本発明は、小型の船体で、運搬が容易でありながら、高い作業効率の水草刈取船を提供することにある。
また、前記固定手段のロック手段として、前記係止手段を係止するために船体を前後に移動させるウインチを備えることも好ましい。
また、前記一対の水草刈取船は、前記推進手段としてそれぞれ左右舷側に突出した推進用のパドルホイールを備え、一対の水草刈取船を結合する場合には、相互に干渉しないように前記パドルホイールを移動させるパドルホイール移動手段を備えることも好ましい。
さらに、前記油圧回路接続手段は、相互に結合した一対の水草刈取船の推進用のパドルホイールを同期するように一対の水草刈取船を推進させる推進用パドルホイール操作手段を備えることが好ましい。
そして、上記水草刈取船の結合構造を備えた一対の水草刈取船が好ましい。
図1〜3に示すように、水草刈取船1は、フロートとなる前後方向に長い概ね直方体の船体4と、船体4の船首41に配置された刈取ヘッド5を備える。船体4の中央部に配置され、刈取ヘッド5により刈り取られた水草を搬送し貯蔵する貯蔵部6を備える。船体4の船尾42に配置され、貯蔵部6に貯蔵された刈り取られた水草を外部に搬送して搬出する搬出部7を備える。これらはコンベアで連続して水草を搬送可能に構成されている。
<船体4>
船体4は、ステンレス製で、全体が、前後に長く、概ね扁平な直方体のフロートとして水面に浮遊可能に気密な構造となっている。

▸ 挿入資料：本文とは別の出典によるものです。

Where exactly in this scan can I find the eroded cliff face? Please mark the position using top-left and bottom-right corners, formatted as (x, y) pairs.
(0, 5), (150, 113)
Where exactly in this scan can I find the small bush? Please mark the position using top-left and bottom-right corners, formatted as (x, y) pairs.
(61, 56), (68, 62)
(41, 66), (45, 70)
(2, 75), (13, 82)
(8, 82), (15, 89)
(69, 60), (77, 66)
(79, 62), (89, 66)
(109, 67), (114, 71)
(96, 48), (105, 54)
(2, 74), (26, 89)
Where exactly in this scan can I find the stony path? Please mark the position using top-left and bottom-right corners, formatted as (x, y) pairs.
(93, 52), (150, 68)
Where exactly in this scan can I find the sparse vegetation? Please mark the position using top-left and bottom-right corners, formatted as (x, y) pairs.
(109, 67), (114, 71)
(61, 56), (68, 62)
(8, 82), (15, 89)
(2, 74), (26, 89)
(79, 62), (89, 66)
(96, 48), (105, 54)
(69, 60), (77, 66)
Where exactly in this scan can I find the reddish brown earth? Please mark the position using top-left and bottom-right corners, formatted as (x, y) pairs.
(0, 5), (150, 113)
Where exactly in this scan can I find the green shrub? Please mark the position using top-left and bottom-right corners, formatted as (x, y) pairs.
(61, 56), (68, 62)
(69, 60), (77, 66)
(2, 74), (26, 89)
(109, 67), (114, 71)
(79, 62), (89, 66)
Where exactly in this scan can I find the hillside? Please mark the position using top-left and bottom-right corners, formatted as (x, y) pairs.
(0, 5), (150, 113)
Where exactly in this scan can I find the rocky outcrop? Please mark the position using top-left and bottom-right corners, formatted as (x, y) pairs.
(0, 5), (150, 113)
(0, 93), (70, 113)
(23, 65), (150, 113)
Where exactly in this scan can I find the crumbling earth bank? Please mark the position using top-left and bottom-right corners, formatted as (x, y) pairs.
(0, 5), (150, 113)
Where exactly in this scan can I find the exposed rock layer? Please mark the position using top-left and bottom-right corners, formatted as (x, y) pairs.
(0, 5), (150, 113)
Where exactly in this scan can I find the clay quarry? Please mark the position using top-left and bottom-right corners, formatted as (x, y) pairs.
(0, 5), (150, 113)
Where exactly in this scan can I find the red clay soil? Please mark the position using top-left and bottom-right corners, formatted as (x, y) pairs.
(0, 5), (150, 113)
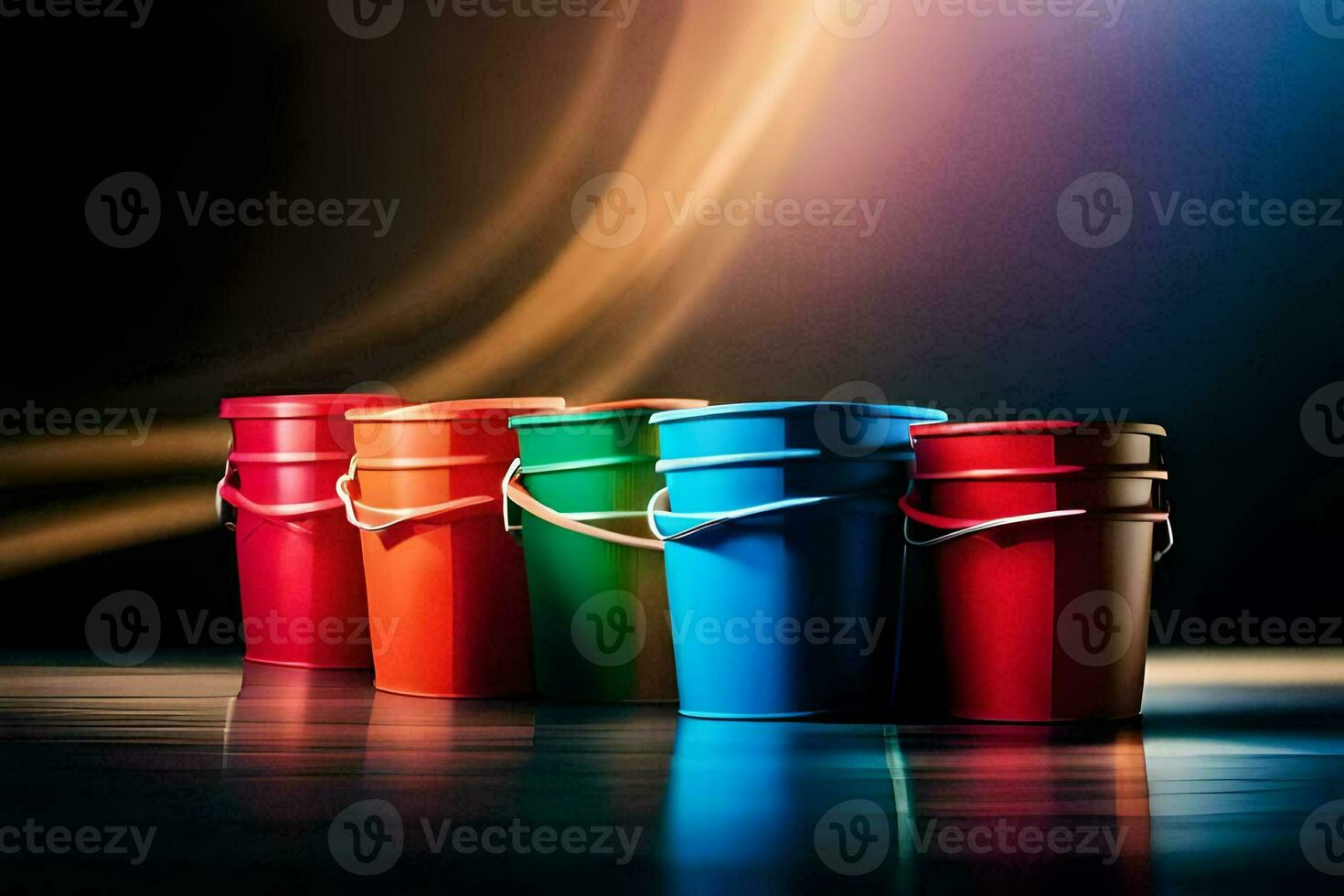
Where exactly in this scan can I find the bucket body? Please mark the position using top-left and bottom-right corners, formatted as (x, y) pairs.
(219, 393), (400, 669)
(653, 401), (944, 719)
(915, 470), (1167, 520)
(656, 498), (901, 719)
(344, 399), (563, 698)
(511, 400), (704, 702)
(934, 517), (1155, 721)
(912, 421), (1167, 475)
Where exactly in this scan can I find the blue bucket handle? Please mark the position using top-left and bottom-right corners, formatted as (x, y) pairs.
(648, 487), (879, 543)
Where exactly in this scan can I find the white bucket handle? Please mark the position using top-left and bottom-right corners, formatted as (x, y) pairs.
(648, 489), (876, 541)
(500, 458), (663, 550)
(336, 454), (495, 532)
(903, 494), (1176, 563)
(215, 439), (238, 532)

刈取ヘッド5は、船体4に支持されるフレーム52と、このフレーム52に支持されるバケット53と、このバケット53の底面に配設される取込コンベア54とから構成される。
フレーム52は、上方に直線状に延びる左右一対の後アーム52a/52aと、この後アーム52aと下端部近傍で分岐しておよそ50度程度前側に直線状に延びる左右一対の前アーム52b/52bを備える。左右の前アーム52bと後アーム52aの上端をそれぞれ連結する上アーム52cが設けられる。このように後アーム52aと前アーム52bと上アーム52cによりトラス構造となっている。
バケット53は、水平な底面53aと、底面53aの左右両側に垂直に設けられた側壁53b/53bを備える。側壁53b/53bは、前部が概ね直角二等辺三角形の形状で、後部は底面53aに平行な前部より低い壁面が形成されている。この側壁53b/53bの前部の頂点近傍は、前水平アーム52eの両端に設けられた前支持部53c(図3)に支持されている。また、側壁53b/53bの後端部は、後アーム52a/52aの中央部から架け渡すように設けられたバケット支持部52hに、底面53aの後支持部53d(図2)が、載置されるように支持されている。したがって、通常は、バケット53は、フレーム52と一体に回動する。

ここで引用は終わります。